If the essence of the crisis is structural, then the next question becomes: What does practically building the "act of exporting" mean? One cannot leap over the political reality, but work can be done on areas that reduce the fragility of exporting and restore its economic policy significance. Building this "act" does not only mean demanding that the producer be more competitive but also providing a framework that protects time, secures risks, and makes market access a right rather than a gamble. This starts from national tools—albeit limited—to share the risks of delays and uncertainty, from smart investment in logistics that mitigate the effects of time, and from selecting markets and routes that are less sensitive to fluctuations and building long-term relationships with them. It also entails redirecting part of the added value towards digital and cognitive services that minimize reliance on physical crossings, and seeking unconventional regional integration formulas that create "functional outlets" even in the absence of full sovereignty.
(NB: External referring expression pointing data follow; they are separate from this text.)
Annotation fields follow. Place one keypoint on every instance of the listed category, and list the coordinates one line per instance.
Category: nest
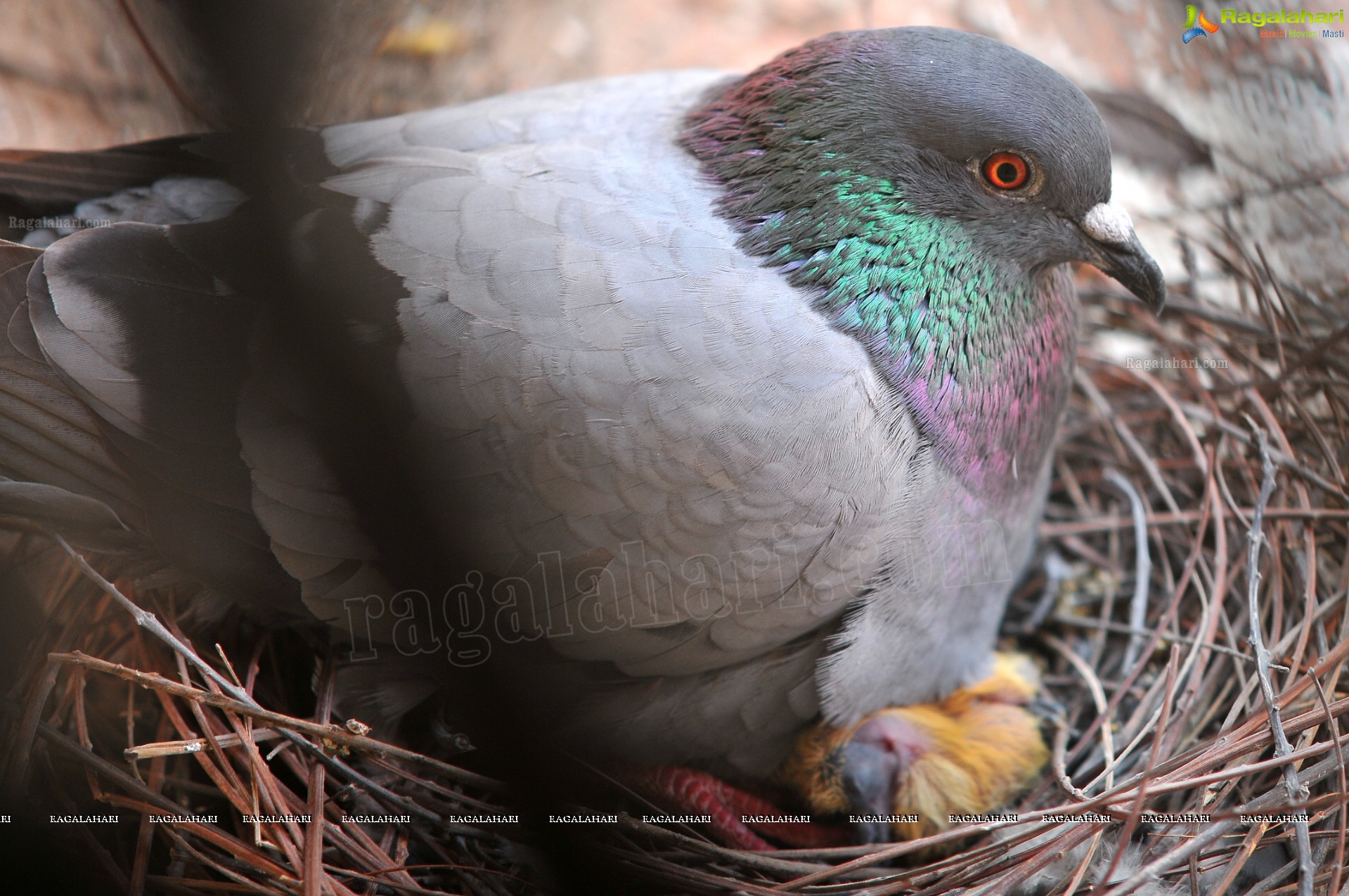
(1187, 609)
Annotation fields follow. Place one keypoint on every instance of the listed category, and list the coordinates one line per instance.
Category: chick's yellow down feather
(965, 755)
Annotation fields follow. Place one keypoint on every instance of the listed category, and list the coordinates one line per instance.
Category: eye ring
(1005, 170)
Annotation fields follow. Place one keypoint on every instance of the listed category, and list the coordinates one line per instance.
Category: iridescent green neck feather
(976, 347)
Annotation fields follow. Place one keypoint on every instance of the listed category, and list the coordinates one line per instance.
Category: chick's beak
(1116, 250)
(867, 772)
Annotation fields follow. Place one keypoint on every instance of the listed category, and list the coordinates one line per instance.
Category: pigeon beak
(1116, 250)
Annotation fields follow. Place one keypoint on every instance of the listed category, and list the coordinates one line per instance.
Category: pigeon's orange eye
(1005, 170)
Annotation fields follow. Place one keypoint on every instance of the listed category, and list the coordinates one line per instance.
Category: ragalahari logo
(1196, 25)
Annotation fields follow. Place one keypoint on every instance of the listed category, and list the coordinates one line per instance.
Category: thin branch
(1297, 791)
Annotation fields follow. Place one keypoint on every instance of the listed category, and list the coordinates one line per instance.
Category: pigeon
(735, 396)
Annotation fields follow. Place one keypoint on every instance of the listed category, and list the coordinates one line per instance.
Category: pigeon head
(962, 127)
(926, 189)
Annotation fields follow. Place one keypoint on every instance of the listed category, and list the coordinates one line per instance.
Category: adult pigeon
(737, 393)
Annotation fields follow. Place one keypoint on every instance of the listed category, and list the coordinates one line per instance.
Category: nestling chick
(965, 755)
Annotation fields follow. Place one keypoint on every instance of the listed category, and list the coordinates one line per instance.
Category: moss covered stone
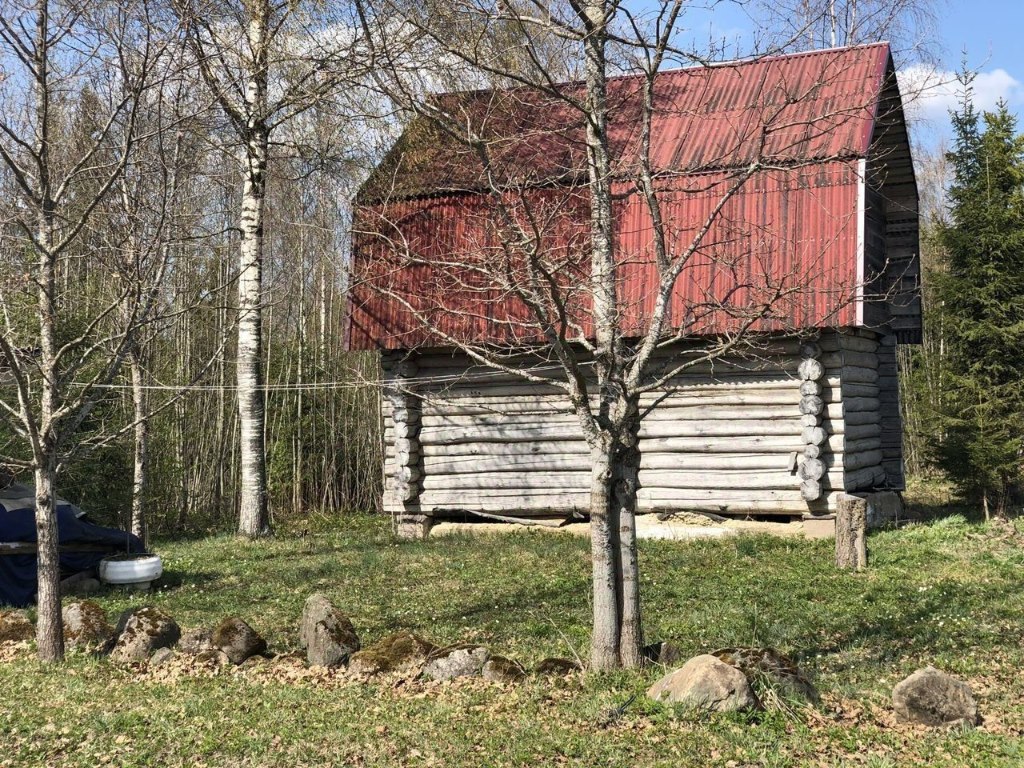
(85, 626)
(402, 652)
In summary, competitiveness is not only built inside the factory but also at the market gate.
Conclusion
Exporting in Palestine is not a numbers problem, but a question of sovereignty over the economic act. Unless we transition from talking about "increasing exports" to building the conditions for "export capacity," exporting will remain an individual heroic activity without a public policy capable of generating sustainable growth. An economy that produces but does not reach is an economy that operates without outlets. Restoring the meaning of exporting begins with acknowledging that the market alone is not enough—we need a framework that protects time, secures risks, and grants the producer the right to access before demanding competition.